8
Давид хрипло выдыхает, громко рыча. По щекам стекают слезы, то попадая в рот, то проскальзывая до подбородка. Но лишь чтоб замереть там на секунду или едва ли больше и сразу же – сорваться, разбиваясь о каменный пол камеры.
Громко гремят цепи каждый раз, когда он дергается, а дергается он быстро и часто – от каждого удара, от каждого прикосновения раскаленной стали, от каждого слова этой мрази.
Горло болит и саднит. Он кричал несколько часов без остановки. Или всего час? Сорвал голос к чертям.

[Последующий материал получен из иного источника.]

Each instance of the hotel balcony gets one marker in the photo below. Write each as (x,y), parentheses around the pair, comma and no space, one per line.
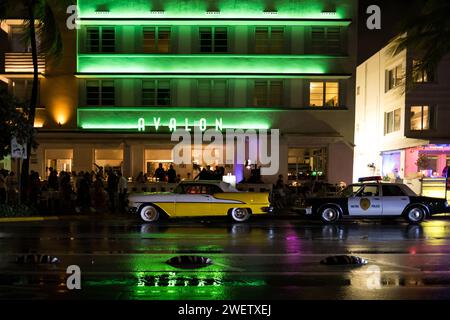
(212,65)
(20,64)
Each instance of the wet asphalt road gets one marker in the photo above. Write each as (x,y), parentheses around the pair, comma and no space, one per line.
(122,258)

Черт знает, сколько это вообще продолжалось! Он сдерживался. Он честно сдерживался. Поначалу. Слезы сами скатывались – он не мог их контролировать: соленые реки были вызваны реакцией организма на острую боль, захлестывающую с головой. Но он упрямо молчал: впивался ногтями в руку до крови, закусывал щеки, губы.
А потом начал кричать – не мог больше терпеть: во рту то и дело чувствовался яркий вкус собственной крови, от чего подташнивало.

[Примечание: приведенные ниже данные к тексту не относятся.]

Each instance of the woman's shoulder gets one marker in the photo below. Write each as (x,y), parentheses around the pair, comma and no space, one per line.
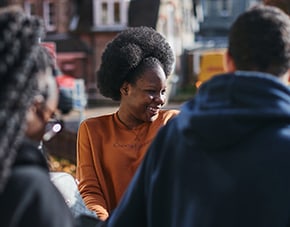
(103,119)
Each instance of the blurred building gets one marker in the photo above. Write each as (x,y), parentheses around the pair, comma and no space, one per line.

Но больше тошнило от запахов. Чуткий на обоняние Давид просто терял сознание от смеси здешних благоуханий: сырость, мороз, кровь, разлагающихся где-то за стенкой тел, а теперь еще и запах жареной плоти. Его плоти.
Его подтягивают ближе за грудки рваной, местами сгоревшей толстовки, из-за чего цепи, крепящиеся к стенам и запястьям мифоискателя, заставляя парня едва ли не стоять в полный рост с выпрямленными вверх руками, громко зазвенели. Крик ненадолго оборвался – губы Роменского накрыли чужие, бледные, пересохшие. Островатый язык грубо проник меж чужих губ, проникая в рот и по-хозяйки слизывая капельки крови, выступившие на многочисленных ранках от зубов, кои Давид нанес себе сам в попытке сдержать крики. Он проскользил по небу, по-хозяйски прошлись по ровным зубам шатена, а после – коснулись чужого языка, опутывая, управляя.

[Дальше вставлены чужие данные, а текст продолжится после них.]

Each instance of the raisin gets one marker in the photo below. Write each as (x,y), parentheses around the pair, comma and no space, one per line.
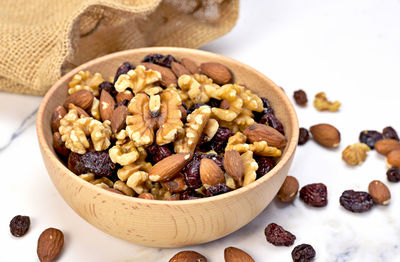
(162,60)
(19,225)
(157,153)
(393,174)
(304,136)
(356,201)
(217,190)
(315,195)
(265,164)
(300,97)
(278,236)
(123,69)
(389,133)
(370,137)
(97,162)
(303,253)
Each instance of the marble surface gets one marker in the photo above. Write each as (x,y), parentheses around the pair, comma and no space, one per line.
(349,49)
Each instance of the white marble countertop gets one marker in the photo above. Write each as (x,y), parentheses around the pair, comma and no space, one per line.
(349,49)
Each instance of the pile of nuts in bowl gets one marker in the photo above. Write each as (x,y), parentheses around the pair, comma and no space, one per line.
(166,130)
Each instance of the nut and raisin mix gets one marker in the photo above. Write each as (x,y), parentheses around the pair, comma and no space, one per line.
(148,132)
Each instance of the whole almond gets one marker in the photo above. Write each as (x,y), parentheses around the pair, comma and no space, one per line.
(233,254)
(217,72)
(188,256)
(260,132)
(50,243)
(58,113)
(168,167)
(325,135)
(167,75)
(380,192)
(179,69)
(384,146)
(81,98)
(393,159)
(118,118)
(107,104)
(210,173)
(288,190)
(233,165)
(190,65)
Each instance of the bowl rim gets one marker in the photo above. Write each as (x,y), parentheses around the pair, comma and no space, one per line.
(286,156)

Шатен хмурится, недовольно прикусывая чуждый орган. Миф обиженно фыркнул, отстраняясь.
-Как грубо. - Смешок со стороны носящего плащ слышится неприемлемо громко в столь просторной, но одновременно с этим пустой камере.
Давид отвернуло и сплюнул, стараясь избавится то ли от крови во рту, оставляющей тошнотворный привкус, то ли от чувства, словно в его рту все еще находится чужой язык, а его губы – обкусанные, но нежные, розовые – в плену сухих и белых, точно снег по цвету.
Ткань на грудках скрутили, буквально поднимая над каменным, в не редких местах потресканным полом. Ноги беспокойно заболтались, а сам Давид дернулся, напрягаясь всем телом, тихо рыча. Сильный толчок. Чужая рука сжимает ткань чужой толстовки, прижимая к грудной клетке пленника, и из легких последнего, на пару с хриплым ахом, выбивает весь воздух.
Зимбер ослабляет хватку, выпуская ткань желтой толстовки из рук, и отходит назад. Миф заводит руки за спину, сцепливая их, а сам, растягивая губы в широкой, полной презрения и насмешки улыбке, гордо поднимает голову. Цепи громко звенят, когда Роменский падает вниз: он виснет на цепях, болезненно хрипя. Его руки распрямлены, а ноги, в районах лодыжек, просто подгибались, волочась по каменному полу.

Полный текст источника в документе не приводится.